このページの使い方
道路設計の主要な基準値を、道路構造令に基づいて1ページに集約した早見ページです。まず下の早見表で数値を確認し、根拠や使い方を詳しく知りたいテーマは各解説記事へ。設計速度が決まれば、曲線半径も勾配も視距もここから芋づる式に引けます。
設計の出発点 ― 区分と設計速度
道路設計は、まず道路の区分(種・級)を決め、そこから設計速度を確定するところから始まります。以降のすべての数値が、この設計速度に連動します。
| 種別 | 地方部 | 都市部 |
|---|---|---|
| 高速自動車国道・自動車専用道路 | 第1種 | 第2種 |
| その他の道路(一般道路) | 第3種 | 第4種 |
→ 詳しくは 道路の区分と設計速度 / 車線と路肩の幅員
設計速度から引く ― 線形の主要数値 早見表
1つの設計速度に対して、最小曲線半径・縦断勾配・縦断曲線・視距・緩和区間が一括で決まります。実務でよく使う行を太字にしています。

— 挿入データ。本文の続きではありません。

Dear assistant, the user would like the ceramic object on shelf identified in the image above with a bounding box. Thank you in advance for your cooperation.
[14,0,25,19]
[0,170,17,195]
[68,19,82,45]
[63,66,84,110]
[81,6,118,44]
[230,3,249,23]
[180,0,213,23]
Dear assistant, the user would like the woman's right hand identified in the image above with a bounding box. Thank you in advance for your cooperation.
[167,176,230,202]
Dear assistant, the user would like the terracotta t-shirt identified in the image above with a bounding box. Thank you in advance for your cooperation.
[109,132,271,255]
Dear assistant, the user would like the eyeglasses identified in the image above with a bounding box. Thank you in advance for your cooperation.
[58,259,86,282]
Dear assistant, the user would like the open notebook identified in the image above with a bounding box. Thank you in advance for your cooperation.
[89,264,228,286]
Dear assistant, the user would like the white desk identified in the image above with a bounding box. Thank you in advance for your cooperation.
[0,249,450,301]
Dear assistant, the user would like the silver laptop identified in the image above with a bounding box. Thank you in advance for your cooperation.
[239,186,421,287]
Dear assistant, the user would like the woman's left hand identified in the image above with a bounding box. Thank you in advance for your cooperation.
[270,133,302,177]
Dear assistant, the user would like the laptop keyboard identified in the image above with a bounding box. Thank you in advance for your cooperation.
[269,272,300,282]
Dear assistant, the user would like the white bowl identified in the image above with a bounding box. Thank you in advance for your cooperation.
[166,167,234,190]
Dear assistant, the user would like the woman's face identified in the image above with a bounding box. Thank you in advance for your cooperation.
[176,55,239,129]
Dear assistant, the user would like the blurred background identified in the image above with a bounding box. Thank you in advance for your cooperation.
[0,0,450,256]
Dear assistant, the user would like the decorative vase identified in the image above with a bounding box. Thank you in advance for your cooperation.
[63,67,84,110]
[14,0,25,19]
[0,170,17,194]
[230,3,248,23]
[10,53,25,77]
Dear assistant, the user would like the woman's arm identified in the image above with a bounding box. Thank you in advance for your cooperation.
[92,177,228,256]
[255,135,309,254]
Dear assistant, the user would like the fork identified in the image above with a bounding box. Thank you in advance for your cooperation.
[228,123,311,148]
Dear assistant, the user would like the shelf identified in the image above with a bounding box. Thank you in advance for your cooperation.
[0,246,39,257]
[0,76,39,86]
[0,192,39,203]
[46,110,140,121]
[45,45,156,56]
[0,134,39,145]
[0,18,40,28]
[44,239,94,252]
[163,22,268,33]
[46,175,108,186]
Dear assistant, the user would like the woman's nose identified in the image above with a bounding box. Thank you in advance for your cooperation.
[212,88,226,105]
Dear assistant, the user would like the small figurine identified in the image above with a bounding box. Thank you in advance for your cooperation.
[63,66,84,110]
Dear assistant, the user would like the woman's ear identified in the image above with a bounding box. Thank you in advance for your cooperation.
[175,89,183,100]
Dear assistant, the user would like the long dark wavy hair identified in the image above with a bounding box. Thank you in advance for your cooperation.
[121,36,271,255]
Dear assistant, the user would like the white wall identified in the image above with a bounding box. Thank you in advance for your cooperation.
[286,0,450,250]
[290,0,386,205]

| 設計速度 (km/h) | 最小曲線半径 (規定/特例) | 最大縦断勾配 1〜3種(規定/特例) | 縦断曲線 凸/凹半径 | 視距 | 緩和区間長 |
|---|---|---|---|---|---|
| 120 | 710 / 570 | 2 / 5 % | 11,000 / 4,000 | 210 | 100 |
| 100 | 460 / 380 | 3 / 6 % | 6,500 / 3,000 | 160 | 85 |
| 80 | 280 / 230 | 4 / 7 % | 3,000 / 2,000 | 110 | 70 |
| 60 | 150 / 120 | 5 / 8 % | 1,400 / 1,000 | 75 | 50 |
| 50 | 100 / 80 | 6 / 9 % | 800 / 700 | 55 | 40 |
| 40 | 60 / 50 | 7 / 10 % | 450 / 450 | 40 | 35 |
| 30 | 30 / ― | 8 / 11 % | 250 / 250 | 30 | 25 |
| 20 | 15 / ― | 9 / 12 % | 100 / 100 | 20 | 20 |
- 最小曲線半径 ― R≧V²/127(i+f)。遠心力と摩擦・乗心地のバランス(第15条)
- 縦断勾配 ― 満載トラックの登坂性能で決まる。5%超は登坂車線(第20・21条)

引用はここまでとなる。